Are there money in blogging? You bet. Don’t use the numbers above as a basis for your website, though. You don’t need millions of visitors! If you have a decent well-defined niche, and at least half of the article quality that Steve has, you shall be earning much more per 100 visitors, than he does. His site is of course big success, but he might suffer a bit income-wise due to the kind of ads Adsense chooses to display. He has an interesting niche, but maybe too broad one? I’m by far not an expert on Adsense optimization and tweaking, but one thing I can tell you, there are people earning close to what he does by blogging, from traffic that’s several times lower.
The difference? Very narrow, well defined and lucrative niche.
The resemblance? High quality content from leaders in their field.
How to make it? Learn from Steve Pavlina’s drive, persistance and wisdom.
Business myths for website builders
October 3rd, 2006
Ron Garret covered top ten geek business myths very nicely.
Quick extract of my favorite myths, but do yourself a favor to visit the original post:
- brilliant ideas will make you rich
- people will come on their own if you build good product or service
- someone will steal your idea if you don’t protect it
- it’s what YOU think, not what customers thinks, that matters
- what you know matters more than who you know
- you need lot of money to get started
- the idea is the most important part of your business plan
- no competition is good thing
and, IPO will make you finally happy
Free directories that are not free
October 2nd, 2006
This really annoys me a lot.
Well…sometimes I only laughed at it in despair.

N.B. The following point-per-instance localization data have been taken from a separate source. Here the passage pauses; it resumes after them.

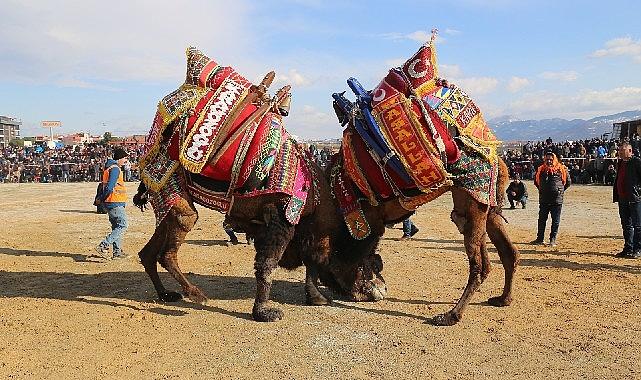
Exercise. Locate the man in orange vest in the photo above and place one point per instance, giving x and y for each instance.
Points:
(552, 180)
(114, 198)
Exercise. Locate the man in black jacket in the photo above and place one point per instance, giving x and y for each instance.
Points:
(627, 192)
(552, 180)
(516, 192)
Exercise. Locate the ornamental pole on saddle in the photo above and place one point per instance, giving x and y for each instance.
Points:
(406, 142)
(220, 142)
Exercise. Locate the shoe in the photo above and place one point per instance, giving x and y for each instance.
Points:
(634, 255)
(103, 251)
(624, 253)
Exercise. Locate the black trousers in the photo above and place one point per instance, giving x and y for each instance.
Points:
(630, 214)
(554, 210)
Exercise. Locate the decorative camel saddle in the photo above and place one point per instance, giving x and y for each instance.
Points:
(218, 137)
(410, 137)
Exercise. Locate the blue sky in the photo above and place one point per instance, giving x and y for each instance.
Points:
(104, 65)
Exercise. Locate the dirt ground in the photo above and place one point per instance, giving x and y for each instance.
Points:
(65, 314)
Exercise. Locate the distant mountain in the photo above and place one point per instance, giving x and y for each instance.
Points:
(511, 129)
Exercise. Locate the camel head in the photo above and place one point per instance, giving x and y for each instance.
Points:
(354, 270)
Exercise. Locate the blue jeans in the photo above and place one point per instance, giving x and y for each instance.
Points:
(555, 211)
(630, 214)
(513, 200)
(408, 226)
(118, 219)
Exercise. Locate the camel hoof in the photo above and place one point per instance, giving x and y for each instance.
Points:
(196, 295)
(500, 301)
(319, 300)
(447, 319)
(170, 296)
(267, 314)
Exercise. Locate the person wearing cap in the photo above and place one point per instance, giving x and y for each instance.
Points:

People will purchase a domain name like free-directory.tld, guaranteed-free-submission.tld, a-free-link.tld, etc., all with the intention to start a directory, and all names presupposing it to be a free one.
Then, they only allow paid submissions.
Paid-only submissions to free directories make as much sense to me as going to a jazz concert only to get a punk rock band delivered as a last-moment subsitute.
And I don’t even believe in last-minute subsitutes (aka change of plan decisions) in this case. It’s just about tricking people.
If you see such, even if you got a budget for paid links, I highly advise you NOT to pay them a cent. Paying to tricksters will usually only benefit you for a very very short time, if ever.